Interstellar Travel is not Science Fiction Anymore
Can we literally reach the stars? Can we do it in our lifetimes? A team of scientists and luminaries led by Russian philanthropist Yuri Milner, British cosmologist Stephen Hawking, and Facebook founder Mark Zuckerberg are confident that by employing technology available today or “just over the horizon”, humanity will be able to send small spacecrafts to Alpha Centauri, our nearest star system — 4.37 light-years away — within a generation. Breakthrough Starshot is the first realistic interstellar travel initiative.
“For the first time in human history we can do more than just gaze at the stars. We can actually reach them.”
— Yuri Milner
In order to accomplish this seemingly impossible task, Mr. Milner and his colleagues plan to launch the lightest spacecraft ever built, a nanocraft consisting of a stamp-sized starchip weighing less than a gram and an extremely thin lightsail. This interstellar sailboat will be accelerated to about 20% the speed of light towards the stars by an enormous ground-based laser array. At this unprecedented velocity, the spacecraft will reach the Alpha Centauri star system in approximately 20 years. The probes will be equipped with miniaturized electronics, including cameras, photon thrusters for navigation, and a laser for communication. The hundreds or even thousands of robotic explorers will take pictures while they zip by our nearest stars.
“I believe what makes us unique is transcending our limits […] The limit that confronts us now is the great void between us and the stars, but now we can transcend it. With light beams, light sails, and the lightest spacecraft ever built, we can launch a mission to Alpha Centauri within a generation. Today we commit to this next great leap into the cosmos because we are human and our nature is to fly.”
— Stephen Hawking
There are many challenges that will need to be overcome, but none of them are unsurmountable based on the laws of physics. One of the major challenges is constructing a laser array of several miles that is capable of producing a beam on the scale of 100 Gigawatts — similar to the power needed to launch the Space Shuttle. Scientists will need to significantly improve current adaptive optics technology in order to reduce the blurring caused by our turbulent atmosphere. They will also have to manufacture an exceptionally light sail, one able to withstand the world’s most powerful laser without disintegrating. Once the nanocrafts reach our nearest star system, they will need to actually send their images back to Earth (“If a tree falls in the forest and no one is there, does it still make a sound?”). Lastly, the spacecrafts — at least a few of them — need to survive the journey through interstellar dust particles at relativistic speeds.

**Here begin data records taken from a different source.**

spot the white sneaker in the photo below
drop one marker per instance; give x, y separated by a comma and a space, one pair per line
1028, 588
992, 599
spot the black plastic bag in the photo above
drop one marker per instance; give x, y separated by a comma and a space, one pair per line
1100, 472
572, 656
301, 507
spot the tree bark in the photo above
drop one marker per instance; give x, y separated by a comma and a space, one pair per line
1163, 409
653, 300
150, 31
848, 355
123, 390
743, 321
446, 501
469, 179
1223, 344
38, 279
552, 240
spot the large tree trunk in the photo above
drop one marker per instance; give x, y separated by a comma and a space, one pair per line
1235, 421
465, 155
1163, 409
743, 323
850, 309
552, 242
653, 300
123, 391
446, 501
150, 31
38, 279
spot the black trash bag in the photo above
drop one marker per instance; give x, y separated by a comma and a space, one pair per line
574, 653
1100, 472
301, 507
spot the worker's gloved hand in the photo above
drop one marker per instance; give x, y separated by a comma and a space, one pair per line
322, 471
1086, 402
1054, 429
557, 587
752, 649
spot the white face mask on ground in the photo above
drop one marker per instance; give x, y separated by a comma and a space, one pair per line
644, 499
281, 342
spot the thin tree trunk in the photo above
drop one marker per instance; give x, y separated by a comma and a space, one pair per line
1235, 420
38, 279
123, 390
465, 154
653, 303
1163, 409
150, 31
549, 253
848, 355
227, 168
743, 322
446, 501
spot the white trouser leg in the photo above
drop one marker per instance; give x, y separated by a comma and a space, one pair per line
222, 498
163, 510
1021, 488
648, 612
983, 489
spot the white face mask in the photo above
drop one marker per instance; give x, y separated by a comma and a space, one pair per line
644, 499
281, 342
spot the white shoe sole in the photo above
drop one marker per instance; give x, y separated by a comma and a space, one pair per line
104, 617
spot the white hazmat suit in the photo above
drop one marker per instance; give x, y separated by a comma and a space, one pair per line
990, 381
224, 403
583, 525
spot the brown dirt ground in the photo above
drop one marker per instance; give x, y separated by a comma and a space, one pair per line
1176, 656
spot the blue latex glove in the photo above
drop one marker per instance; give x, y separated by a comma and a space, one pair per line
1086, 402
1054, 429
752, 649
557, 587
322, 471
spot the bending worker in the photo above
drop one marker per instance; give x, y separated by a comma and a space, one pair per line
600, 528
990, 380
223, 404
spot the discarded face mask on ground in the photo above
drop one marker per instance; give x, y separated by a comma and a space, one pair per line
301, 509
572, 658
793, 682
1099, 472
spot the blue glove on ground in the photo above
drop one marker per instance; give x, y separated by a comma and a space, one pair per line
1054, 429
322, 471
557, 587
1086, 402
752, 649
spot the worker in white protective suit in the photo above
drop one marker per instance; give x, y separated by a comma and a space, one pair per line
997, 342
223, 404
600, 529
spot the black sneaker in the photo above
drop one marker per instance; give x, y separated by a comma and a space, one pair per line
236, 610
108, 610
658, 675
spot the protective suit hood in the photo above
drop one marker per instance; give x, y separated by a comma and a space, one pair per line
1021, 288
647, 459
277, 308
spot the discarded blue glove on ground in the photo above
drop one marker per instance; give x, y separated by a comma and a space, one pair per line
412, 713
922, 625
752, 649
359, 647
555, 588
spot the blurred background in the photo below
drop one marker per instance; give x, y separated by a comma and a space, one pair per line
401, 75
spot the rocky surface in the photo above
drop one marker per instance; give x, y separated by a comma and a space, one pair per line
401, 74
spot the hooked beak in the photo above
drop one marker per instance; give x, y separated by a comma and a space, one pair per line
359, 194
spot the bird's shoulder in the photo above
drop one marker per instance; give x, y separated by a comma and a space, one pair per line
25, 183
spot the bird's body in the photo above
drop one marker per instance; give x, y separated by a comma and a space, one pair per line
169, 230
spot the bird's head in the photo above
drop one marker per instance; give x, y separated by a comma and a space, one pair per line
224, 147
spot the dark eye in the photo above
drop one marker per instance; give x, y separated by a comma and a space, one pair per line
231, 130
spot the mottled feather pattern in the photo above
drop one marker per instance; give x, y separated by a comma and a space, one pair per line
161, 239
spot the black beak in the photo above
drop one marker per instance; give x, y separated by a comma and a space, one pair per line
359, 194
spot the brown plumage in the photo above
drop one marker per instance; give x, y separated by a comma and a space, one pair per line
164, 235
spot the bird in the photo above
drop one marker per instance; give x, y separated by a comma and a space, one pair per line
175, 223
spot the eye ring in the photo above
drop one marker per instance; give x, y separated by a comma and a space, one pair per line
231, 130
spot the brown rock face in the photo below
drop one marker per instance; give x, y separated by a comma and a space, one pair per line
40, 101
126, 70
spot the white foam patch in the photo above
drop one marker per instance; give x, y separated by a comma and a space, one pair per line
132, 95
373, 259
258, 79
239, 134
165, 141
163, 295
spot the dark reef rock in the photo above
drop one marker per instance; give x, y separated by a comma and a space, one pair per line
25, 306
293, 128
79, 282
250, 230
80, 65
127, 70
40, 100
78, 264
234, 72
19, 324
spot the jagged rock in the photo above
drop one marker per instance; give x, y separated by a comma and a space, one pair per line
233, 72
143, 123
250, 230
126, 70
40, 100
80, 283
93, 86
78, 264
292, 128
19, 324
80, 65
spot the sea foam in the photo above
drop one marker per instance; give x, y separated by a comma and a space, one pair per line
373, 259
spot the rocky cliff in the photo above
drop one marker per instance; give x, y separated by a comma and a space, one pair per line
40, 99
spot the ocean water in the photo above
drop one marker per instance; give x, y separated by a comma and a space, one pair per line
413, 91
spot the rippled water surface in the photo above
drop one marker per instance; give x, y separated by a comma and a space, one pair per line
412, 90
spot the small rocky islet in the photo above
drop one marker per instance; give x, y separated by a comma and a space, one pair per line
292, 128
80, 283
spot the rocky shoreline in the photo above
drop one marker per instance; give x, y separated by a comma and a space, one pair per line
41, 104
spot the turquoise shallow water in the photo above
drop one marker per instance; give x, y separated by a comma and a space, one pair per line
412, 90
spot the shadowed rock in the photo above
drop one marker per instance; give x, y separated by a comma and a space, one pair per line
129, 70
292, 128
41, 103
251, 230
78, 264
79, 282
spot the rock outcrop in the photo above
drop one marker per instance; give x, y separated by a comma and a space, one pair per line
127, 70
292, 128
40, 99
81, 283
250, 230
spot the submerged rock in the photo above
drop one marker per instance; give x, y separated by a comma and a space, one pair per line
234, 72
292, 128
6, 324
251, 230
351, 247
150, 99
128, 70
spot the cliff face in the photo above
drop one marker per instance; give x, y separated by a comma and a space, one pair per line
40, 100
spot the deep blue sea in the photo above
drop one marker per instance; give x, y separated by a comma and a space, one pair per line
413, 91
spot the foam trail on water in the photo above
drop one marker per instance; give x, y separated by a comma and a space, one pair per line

“We don’t see any showstoppers, any deal breakers based on fundamental physics principles. We think we can overcome all these challenges with enough innovation and ingenuity.”
— Dr. Loeb, Harvard Astronomer and Chairman of Breakthrough Starshot Advisory Committee
In order to address these challenges, Mr. Milner hopes to attract the brightest scientists and engineers around the world through an initial investment of $100 million for research and development. Mr. Milner and his colleagues estimate that it could take 20 years to get the mission off the ground, 20 years to reach Alpha Centauri, and another 4 years for the information to reach us here on Earth. The initial stage involves developing a proof of concept that can demonstrate this endeavor is possible.
“It’s not about a single country beating another rival. It’s about how we collectively as humans can do this.”
— Mae Jemison, Former NASA Astronaut and Principal of 100 Year Starship
Until recently, an initiative like this would have simply been a great subject for a science fiction film, but three technological advancements have brought us closer to the stars. Advancements in microfabrication, nanotechnology, and photonics have suddenly brought interstellar travel within our reach.
The total cost of the project is estimated to be between $5 billion and $10 billion, comparable with the largest international scientific collaborations to date, including the Large Hadron Collider and the James Webb Space Telescope. Most of the money would go towards building the giant laser array. In addition to its primary purpose, the laser could be used to send probes to our own solar system, perhaps to fly through the ice plumes of Saturn’s moon Enceladus, a moon that might contain microbial life. The light beamer can also be employed as a telescope. It would be the most capable on Earth by a factor of 1000, capable of obtaining better astronomical data than ever before possible.
Ultimately, Breakthrough Starshot will teach us as much about ourselves as it will about Alpha Centauri. It will test the limits of our imagination and innovation, and most importantly, our ability to work together as human beings.